Muy sencillos y esquemáticos pero elegantes la escenografía –apenas dos mesas, dos alfombras, dos sillas, un mueble, una pizarra y varios utensilios- y el vestuario (Equipo Taetro), y muy sugerente la iluminación que firma el propio Eduardo Alonso, que juega a separar dos planos: las grabaciones narrativas de la supuesta novela que está creando nuestro protagonista –a media luz- y la verdadera acción dramática en sí. También la selección musical (Brais Morán) es muy envolvente por su contenido, y está muy bien puesta en los momentos indicados.

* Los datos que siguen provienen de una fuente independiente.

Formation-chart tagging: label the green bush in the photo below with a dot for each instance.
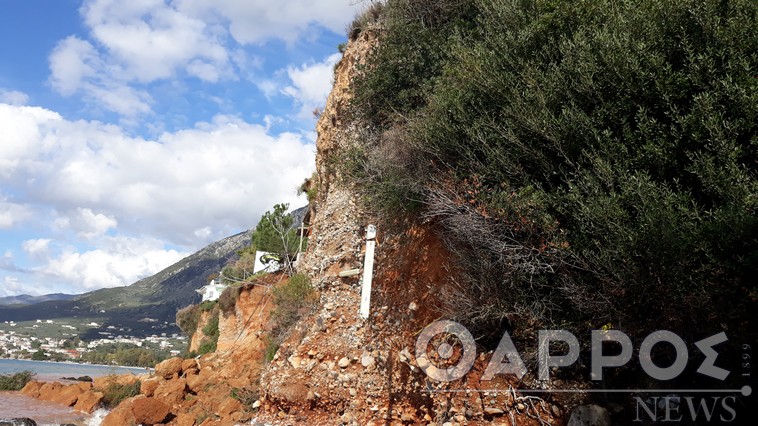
(207, 306)
(15, 382)
(293, 299)
(370, 16)
(187, 319)
(228, 299)
(588, 161)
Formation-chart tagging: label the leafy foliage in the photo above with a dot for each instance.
(187, 319)
(275, 233)
(588, 161)
(293, 300)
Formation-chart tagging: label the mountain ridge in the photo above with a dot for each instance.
(156, 297)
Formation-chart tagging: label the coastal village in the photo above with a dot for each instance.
(21, 340)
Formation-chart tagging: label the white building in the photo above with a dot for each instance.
(211, 291)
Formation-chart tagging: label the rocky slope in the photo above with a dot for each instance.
(335, 368)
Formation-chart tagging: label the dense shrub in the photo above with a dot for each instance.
(589, 161)
(15, 382)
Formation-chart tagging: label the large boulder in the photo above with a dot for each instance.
(148, 386)
(171, 391)
(32, 388)
(122, 415)
(169, 367)
(89, 401)
(149, 411)
(48, 391)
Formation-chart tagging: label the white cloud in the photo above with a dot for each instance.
(221, 174)
(311, 83)
(36, 247)
(121, 261)
(13, 97)
(134, 43)
(12, 213)
(255, 21)
(12, 286)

El papel masculino es un bombón, y Miguel Pernas hace un trabajo importante por caracterización física, y preparación de una voz de timbre camaleónico que –una vez más- no es la suya propia, sino la que conviene a este personaje; a pesar de todo, ocasionalmente hay algunas frases que, por la razón que sea, no llegan con toda la nitidez deseable, y no disimula algún despiste ocasional –tampoco nada especialmente grave- con el texto. A su favor, consigue hacer del viejo cascarrabias un personaje muy humano, y nunca histriónico, por mucho que sea excéntrico.

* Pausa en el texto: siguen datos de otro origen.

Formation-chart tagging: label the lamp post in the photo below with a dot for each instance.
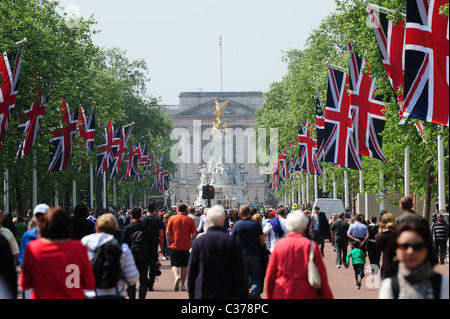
(187, 194)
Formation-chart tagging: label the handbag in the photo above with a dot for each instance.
(313, 273)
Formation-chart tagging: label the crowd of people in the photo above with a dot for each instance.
(217, 252)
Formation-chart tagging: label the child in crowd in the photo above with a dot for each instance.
(359, 260)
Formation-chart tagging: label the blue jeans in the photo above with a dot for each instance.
(359, 270)
(253, 269)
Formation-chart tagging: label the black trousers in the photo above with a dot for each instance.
(142, 267)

A Luma Gómez le toca la papeleta de hacer un personaje que ha de hablar en gallego con acento albanés (¡). El resultado en un primer momento es bastante desconcertante –uno no sabe si es culpa de la actriz o del personaje-, pero cuando se tiene toda la información acaba por acostumbrarse. Con todo, habría que revisar este aspecto: lo coherente sería o que el personaje hablase directamente en castellano –y se entendiese con el hombre que habla en gallego, recurso que se ha visto ya anteriormente en producciones del audiovisual gallego, por ejemplo-, o bien que el personaje hablase en un gallego no siempre correcto, manteniendo el acento. Pero el resultado de que un personaje extranjero de clase baja hable de pronto un gallego de plena normativización lingüística que incluye términos muy, muy autóctonos, –¿dónde y cuándo lo aprendió?- no parece lo más convincente. Curiosamente, hay una traducción al castellano del texto para las funciones realizadas fuera de Galicia, donde el resultado es mucho más convincente. Personalmente, y sin querer entrar en polémicas, quizás hubiera optado por el bilingüismo para solucionar este problema. Quizá el hecho de tener que trabajar desde una cierta barrera lingüística –que no debe ser nada cómoda para la propia actriz- puede hacer que se le achaque una cierta frialdad inicial –no es por su culpa…- de la que se va despojando progresivamente conforme nos acostumbramos al inicialmente extraño acento. Y es ella quien lee la carta de la que hablaba antes, luego, de alguna manera, es ella quien conmociona al público. Sin duda que puede y debe estar orgullosa.

Eduardo Alonso se encarga también de dirigir su propio texto, y huye de los estatismos, desplazando sin miedo a sus dos personajes por todo el espacio, paseando la mirada del espectador por el escenario acertadamente.

Por lo interesante del texto, por los muchos retos que plantea a ambos actores y por el indiscutible feedback que consigue recibir del público, estamos ante un espectáculo de calidad, que demuestra que se están haciendo cosas bastante interesantes en Galicia, ya no solo a nivel de producción, sino también a nivel de creación propia.

P.D.: Se me escapan -o quisiera que se me escapasen…- los motivos reales por los cuales el público de abono del Teatro Rosalía disminuye sistemáticamente de forma considerable cuando lo que se presenta es un espectáculo en galego. Me niego a creer que, a estas alturas, aún haya quien se asuste o menosprecie el idioma de la tierra. Hoy, algo menos de tres cuartos de entrada cuando el teatro normalmente se llena… Incomprensible. 

H. A.

 

Nota: 3.75 / 5

 

“Último Cowboy”, de Eduardo Alonso. Con: Miguel Pernas y Luma Gómez. Dirección: Eduardo Alonso. TEATRO DO NOROESTE.

Teatro Rosalía Castro (A Coruña), 27 de Abril de 2012.